Thought if forward this one on to make sure we have it covered. 

Begin forwarded message:

From: Glh <gsouzeau@gmail.com>
Date: January 15, 2013, 3:50:32 MST
To: deltaspike-dev@incubator.apache.org
Subject: Re: security: why creating thg from scratch?
Reply-To: deltaspike-dev@incubator.apache.org

Dear all,

I start a JEE6 project (CDI/JPA/JSF) in a few months and security is a
problem. The 3 main frameworks handling security are (sorry if i miss one):

*- Spring Security:* not a good idea for a CDI-oriented architecture.
*- Apache Shiro:* very interesting but doesn't support multi-stage
authentication and need to be "POCed" because rather "exotic" (different
identity model, not based on JAAS). I lack of time to perform such a POC.
*- Seam Security:* has no future, lack of documentation.

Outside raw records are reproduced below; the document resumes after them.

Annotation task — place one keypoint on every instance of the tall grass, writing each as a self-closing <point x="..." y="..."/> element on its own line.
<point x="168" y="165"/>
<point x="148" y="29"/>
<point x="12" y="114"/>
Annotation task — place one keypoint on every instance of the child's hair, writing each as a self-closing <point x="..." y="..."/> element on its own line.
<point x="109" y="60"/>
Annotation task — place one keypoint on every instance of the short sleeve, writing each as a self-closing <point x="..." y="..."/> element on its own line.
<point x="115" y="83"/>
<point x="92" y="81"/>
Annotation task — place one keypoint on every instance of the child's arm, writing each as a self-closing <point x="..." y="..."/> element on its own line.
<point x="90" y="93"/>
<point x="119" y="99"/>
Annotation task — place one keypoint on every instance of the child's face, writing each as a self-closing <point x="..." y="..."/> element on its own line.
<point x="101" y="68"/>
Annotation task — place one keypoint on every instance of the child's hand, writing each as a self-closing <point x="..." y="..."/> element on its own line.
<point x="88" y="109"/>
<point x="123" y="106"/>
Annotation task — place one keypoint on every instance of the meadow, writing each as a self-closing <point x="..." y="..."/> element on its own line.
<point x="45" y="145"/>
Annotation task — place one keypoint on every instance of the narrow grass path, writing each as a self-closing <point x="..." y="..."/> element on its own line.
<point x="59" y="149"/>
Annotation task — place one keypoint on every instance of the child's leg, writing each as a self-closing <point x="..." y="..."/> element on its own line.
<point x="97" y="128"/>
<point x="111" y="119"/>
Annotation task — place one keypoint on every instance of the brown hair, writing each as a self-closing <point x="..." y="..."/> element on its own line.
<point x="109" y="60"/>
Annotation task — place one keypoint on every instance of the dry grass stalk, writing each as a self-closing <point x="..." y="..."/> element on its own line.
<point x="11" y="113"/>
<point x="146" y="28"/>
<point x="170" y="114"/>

So if we consider that delta-spike security is the future but not available
and not mature enough before a (too) long time; what should we do?

I'm under the impression that you pick the best of several security
frameworks and add some features of your own so how can we choose a security
framework that will not imply a costly refactoring when delta spike will be
available?
I found some answers along this forum (and related-jiras such as "Discuss
Security Module"; yet we need a clear path:

1) please, what will exactly be the deltaspike security module?
2) which existing security framework is the closest to the target?
3) which one will imply the least refactoring?

If the answer is accurate/clear, it would be useful to highlight it: I think
a lot of architects are in the same trouble than me.

I'm not yet very confortable with Apache process so please forgive me if I
ask questions that have already been answered somewhere.

Regards.
Glh

P.S: I don't have the security requirements yet, I just know that
multi-authentication could be required.